ERBIL, Kurdistan Region — At least 19 Syrian regime forces and allied militiamen were killed in an attack launched by the Islamic State (ISIS) group in the Badia region of central Syria, according to a UK-based war monitor.

Those killed in the attack include 11 militants from the Iran-backed Baqer Brigade, the Syrian Observatory for Human Rights (SOHR) reported on Wednesday. 

ISIS propaganda outlet Amaq News Agency said on Wednesday that their fighters clashed with the Syrian army, “killing 13 soldiers and wounding others” in the Hama desert and setting a vehicle on fire. 
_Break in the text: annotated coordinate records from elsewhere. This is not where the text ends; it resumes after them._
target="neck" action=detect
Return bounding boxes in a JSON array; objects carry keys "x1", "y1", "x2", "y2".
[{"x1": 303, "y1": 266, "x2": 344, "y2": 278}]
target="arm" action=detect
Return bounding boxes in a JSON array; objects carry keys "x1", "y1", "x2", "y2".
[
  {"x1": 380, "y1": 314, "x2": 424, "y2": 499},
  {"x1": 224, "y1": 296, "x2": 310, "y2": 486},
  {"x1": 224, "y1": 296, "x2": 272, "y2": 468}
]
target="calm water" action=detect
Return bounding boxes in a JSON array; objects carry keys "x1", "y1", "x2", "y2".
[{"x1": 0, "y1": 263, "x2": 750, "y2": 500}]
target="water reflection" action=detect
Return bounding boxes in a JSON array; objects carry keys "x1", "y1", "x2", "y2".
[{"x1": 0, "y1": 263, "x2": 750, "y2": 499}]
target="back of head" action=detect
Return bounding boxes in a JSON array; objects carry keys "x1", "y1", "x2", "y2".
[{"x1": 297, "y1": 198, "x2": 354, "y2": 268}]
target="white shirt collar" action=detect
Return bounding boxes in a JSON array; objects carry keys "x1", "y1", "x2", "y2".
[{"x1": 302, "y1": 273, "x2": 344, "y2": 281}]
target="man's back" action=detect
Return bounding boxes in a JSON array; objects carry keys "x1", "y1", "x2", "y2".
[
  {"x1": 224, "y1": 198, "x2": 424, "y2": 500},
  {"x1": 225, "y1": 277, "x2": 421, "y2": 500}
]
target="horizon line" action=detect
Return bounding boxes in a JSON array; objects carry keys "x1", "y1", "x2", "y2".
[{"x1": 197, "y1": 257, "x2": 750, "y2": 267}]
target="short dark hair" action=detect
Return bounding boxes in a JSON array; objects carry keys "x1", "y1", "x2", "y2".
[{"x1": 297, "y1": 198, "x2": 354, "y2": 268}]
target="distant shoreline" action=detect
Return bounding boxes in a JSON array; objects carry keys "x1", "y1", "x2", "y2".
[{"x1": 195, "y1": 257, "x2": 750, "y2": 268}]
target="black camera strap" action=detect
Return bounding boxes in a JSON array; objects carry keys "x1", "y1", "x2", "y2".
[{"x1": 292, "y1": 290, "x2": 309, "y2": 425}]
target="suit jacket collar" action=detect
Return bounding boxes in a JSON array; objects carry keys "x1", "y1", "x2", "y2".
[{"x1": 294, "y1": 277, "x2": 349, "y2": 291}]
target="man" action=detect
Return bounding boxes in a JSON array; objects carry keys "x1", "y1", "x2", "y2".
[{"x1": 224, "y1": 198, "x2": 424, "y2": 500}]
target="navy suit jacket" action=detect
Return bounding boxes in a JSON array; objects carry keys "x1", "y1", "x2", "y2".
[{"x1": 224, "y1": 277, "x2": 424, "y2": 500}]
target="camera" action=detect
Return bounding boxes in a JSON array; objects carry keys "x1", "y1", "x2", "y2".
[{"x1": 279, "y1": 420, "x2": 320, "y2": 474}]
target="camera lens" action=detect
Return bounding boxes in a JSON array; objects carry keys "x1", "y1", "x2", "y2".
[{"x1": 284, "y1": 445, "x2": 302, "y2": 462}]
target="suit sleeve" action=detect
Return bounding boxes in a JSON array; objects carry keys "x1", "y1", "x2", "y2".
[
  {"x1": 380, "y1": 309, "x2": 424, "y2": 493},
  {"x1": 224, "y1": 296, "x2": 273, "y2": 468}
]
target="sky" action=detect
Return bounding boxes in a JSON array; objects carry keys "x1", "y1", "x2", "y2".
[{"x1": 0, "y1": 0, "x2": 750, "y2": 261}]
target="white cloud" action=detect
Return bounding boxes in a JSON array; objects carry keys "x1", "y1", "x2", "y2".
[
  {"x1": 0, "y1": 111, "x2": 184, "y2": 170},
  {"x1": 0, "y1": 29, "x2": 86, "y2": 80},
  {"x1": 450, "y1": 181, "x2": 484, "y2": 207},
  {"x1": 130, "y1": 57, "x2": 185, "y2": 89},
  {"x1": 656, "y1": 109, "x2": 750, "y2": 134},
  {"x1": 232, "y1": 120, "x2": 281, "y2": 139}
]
ISIS was declared territoriality defeated in Syria in 2019 and in Iraq in 2017, but the group remains a threat on both sides of the border, including carrying out hit-and-run attacks and abductions.
 
As a result of the attack, violent clashes erupted between the two sides, resulting in deaths among ISIS members, to which SOHR was unable to document numbers.

The remote desert areas of eastern Syria are an ISIS stronghold and the militants have kept a presence in the area, killing at least 1,170 regime soldiers and loyalists since the group's territorial defeat in Syria in late March 2019, the Observatory reported in early January.  
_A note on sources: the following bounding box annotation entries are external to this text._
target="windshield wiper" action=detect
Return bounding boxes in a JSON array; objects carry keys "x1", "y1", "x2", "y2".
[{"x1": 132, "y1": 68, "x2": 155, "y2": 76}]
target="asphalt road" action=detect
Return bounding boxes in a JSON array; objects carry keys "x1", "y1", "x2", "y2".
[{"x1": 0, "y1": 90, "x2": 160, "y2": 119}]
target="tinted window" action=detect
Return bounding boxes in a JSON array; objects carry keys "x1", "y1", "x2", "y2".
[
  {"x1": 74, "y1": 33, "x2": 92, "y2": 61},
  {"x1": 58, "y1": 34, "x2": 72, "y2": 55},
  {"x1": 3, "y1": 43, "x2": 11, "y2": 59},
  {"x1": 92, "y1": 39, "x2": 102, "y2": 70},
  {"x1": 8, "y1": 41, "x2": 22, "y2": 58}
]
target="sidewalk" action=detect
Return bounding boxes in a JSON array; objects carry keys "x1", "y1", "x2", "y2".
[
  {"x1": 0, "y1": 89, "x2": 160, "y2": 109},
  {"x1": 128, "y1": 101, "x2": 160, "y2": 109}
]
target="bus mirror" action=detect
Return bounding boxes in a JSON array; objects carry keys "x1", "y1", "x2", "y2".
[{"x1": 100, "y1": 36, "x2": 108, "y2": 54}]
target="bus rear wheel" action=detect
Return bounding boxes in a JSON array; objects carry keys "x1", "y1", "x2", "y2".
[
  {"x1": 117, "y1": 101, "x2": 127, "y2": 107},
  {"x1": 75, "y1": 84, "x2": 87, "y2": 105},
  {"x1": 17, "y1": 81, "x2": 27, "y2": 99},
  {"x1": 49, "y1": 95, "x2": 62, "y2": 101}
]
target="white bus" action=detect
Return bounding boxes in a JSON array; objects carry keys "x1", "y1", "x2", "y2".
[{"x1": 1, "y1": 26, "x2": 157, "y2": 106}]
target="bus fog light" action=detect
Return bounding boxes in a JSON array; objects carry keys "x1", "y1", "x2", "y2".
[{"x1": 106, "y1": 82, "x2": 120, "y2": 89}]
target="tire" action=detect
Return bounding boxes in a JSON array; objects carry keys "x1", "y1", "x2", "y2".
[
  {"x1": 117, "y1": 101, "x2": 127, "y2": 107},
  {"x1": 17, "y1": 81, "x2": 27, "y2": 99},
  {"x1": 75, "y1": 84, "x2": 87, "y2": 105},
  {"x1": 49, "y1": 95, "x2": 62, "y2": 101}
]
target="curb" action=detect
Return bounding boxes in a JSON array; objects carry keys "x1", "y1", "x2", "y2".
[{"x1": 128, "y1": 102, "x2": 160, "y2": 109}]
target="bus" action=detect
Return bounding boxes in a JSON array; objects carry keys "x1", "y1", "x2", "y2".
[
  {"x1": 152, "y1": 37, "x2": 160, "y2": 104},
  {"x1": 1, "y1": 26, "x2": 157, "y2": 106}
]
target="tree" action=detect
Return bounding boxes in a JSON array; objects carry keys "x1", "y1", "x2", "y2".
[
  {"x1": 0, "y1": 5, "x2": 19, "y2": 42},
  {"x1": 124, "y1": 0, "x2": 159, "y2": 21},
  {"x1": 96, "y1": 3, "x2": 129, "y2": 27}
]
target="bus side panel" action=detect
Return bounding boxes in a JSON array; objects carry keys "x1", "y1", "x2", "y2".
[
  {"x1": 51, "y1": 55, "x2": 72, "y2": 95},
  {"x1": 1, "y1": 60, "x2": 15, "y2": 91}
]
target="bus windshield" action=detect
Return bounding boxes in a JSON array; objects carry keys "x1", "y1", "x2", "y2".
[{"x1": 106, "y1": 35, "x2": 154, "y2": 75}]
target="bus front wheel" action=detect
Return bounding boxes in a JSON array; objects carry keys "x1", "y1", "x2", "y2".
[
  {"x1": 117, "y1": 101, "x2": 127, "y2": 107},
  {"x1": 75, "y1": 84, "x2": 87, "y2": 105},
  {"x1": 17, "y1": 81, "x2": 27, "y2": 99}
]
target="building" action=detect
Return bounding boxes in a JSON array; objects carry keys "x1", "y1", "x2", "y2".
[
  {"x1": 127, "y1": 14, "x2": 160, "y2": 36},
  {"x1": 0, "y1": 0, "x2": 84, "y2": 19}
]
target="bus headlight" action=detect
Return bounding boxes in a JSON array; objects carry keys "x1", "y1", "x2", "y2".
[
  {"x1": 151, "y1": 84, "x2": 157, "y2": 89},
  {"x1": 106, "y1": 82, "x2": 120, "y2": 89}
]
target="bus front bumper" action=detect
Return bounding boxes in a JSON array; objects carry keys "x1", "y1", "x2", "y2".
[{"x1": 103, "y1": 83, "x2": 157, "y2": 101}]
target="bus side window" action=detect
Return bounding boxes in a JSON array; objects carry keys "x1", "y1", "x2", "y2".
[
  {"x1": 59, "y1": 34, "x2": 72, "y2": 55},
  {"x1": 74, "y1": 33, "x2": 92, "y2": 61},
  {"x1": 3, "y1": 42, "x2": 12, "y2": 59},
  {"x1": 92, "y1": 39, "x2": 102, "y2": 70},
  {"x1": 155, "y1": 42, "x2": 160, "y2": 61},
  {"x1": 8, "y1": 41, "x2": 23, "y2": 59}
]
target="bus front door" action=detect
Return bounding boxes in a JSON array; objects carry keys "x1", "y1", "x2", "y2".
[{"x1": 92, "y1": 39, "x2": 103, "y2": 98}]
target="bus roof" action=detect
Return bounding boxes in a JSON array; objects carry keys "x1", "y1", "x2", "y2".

ISIS has maintained a "low-level insurgency in Iraq and Syria," the Pentagon stated in a report covering July to September 2020 and published in November. During this time in Syria, ISIS carried out more "'high-quality attacks' in regime-held areas, including complex ambushes and targeted assassinations." 

"ISIS took advantage of the permissive environment created by sparsely populated desert terrain and lack of an effective counterterrorism campaign by pro-regime forces," the report stated.

The group could regain control of territory in Syria and Iraq “without sustained [counterterrorism] pressure… in a relatively short period of time,” said General Kenneth McKenzie, US CENTCOM commander.